En fin, también en el 2010, y al hilo del premio Abogados de Novela promovido por Ediciones Martínez Roca, ha aparecido la obra ganadora La prueba, de la periodista Carmen Gurruchaga, una trama de jueces corruptos y reporteros venales, protagonizada por cuatro jóvenes abogados que tienen la generosidad de defender en un turno de oficio a gente sin recursos. La prueba es un buen thriller judicial a la española, que curiosamente guarda concomitancias con la última producción del rey del género, John Grisham. En La trampa, el joven letrado Kyle McAvoy está decidido a pleitear a favor de los más pobres del estado de Virginia, pero las presiones de un bufete neoyorquino muy poderoso yugularán sus buenas intenciones.

Las relaciones entre letras y leyes van en definitiva viento en popa y con tendencia al alza. Y quienes deseen seguir profundizando en ellas pueden atenerse al librito de Claudio Magris Literatura y derecho. Ante la ley, un ensayo muy esclarecedor. Su discurso se escora a menudo al ámbito italo-germano, y trae a colación a autores como Manzoni, Foscolo, Novalis, Schiller, los Grimm, Wasserman o Croce, tanto cuando quiere correlacionar los campos de interés de las dos disciplinas como cuando pone en evidencia sus desencuentros y hasta aversiones.

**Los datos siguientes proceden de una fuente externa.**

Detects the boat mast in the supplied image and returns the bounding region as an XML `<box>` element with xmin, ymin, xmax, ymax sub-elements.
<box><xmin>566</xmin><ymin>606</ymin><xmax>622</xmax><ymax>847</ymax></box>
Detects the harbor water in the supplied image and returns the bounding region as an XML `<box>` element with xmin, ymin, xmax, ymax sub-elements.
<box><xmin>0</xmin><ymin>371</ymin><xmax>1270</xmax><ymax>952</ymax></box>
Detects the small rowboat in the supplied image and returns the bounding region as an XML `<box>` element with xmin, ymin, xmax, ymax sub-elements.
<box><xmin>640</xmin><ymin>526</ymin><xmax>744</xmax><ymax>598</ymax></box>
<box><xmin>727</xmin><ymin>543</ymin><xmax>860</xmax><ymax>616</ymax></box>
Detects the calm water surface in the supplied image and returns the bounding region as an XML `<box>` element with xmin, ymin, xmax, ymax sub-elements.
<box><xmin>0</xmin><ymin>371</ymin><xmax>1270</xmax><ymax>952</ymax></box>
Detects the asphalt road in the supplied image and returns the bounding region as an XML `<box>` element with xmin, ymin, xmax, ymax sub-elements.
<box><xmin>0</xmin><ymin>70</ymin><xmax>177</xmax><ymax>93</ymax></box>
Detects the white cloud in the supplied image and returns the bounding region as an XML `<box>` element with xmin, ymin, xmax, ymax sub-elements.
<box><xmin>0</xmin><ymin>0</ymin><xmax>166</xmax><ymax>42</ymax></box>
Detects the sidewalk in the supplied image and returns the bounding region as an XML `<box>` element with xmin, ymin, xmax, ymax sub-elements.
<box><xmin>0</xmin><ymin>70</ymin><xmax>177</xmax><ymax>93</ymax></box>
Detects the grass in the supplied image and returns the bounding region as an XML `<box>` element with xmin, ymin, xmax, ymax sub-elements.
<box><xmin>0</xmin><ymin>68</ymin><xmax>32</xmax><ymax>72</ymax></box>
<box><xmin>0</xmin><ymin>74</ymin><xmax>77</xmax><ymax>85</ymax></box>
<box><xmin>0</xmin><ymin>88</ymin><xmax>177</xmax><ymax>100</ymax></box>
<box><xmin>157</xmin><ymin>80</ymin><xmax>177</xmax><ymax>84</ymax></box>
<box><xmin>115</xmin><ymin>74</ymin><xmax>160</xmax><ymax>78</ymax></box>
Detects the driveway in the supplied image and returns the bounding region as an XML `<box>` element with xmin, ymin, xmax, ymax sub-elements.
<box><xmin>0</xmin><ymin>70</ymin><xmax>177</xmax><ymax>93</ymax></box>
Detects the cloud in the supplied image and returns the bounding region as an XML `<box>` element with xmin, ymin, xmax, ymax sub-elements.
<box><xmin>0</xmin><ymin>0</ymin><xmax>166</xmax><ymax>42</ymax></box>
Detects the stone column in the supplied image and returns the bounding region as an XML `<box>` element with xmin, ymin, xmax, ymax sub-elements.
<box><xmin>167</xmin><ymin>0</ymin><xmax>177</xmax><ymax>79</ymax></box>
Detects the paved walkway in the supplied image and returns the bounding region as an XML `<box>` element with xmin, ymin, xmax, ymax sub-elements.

En la conferencia de Magris se anudan dos tesis: en la poesía siempre palpita una nostalgia de una edad de oro, y por tanto un deseo de emanciparse de cualquier constricción regulativa; pero por otro lado, la defensa de lo humano (en la que está comprometida la literatura, engagé o no) exige la tutela del derecho y sus leyes, tras de las cuales los hombres de carne y hueso pueden cultivar sus propios valores. Magris termina su reflexión advirtiendo que, hoy por hoy, la jurisprudencia (con su defensa de nuevos sujetos: las mujeres, los menores, los discapacitados, los nuevos inmigrantes…) ofrece más que nunca a la literatura nuevos espacios de exploración y pesquisa, de los que cabe esperar una rica cosecha.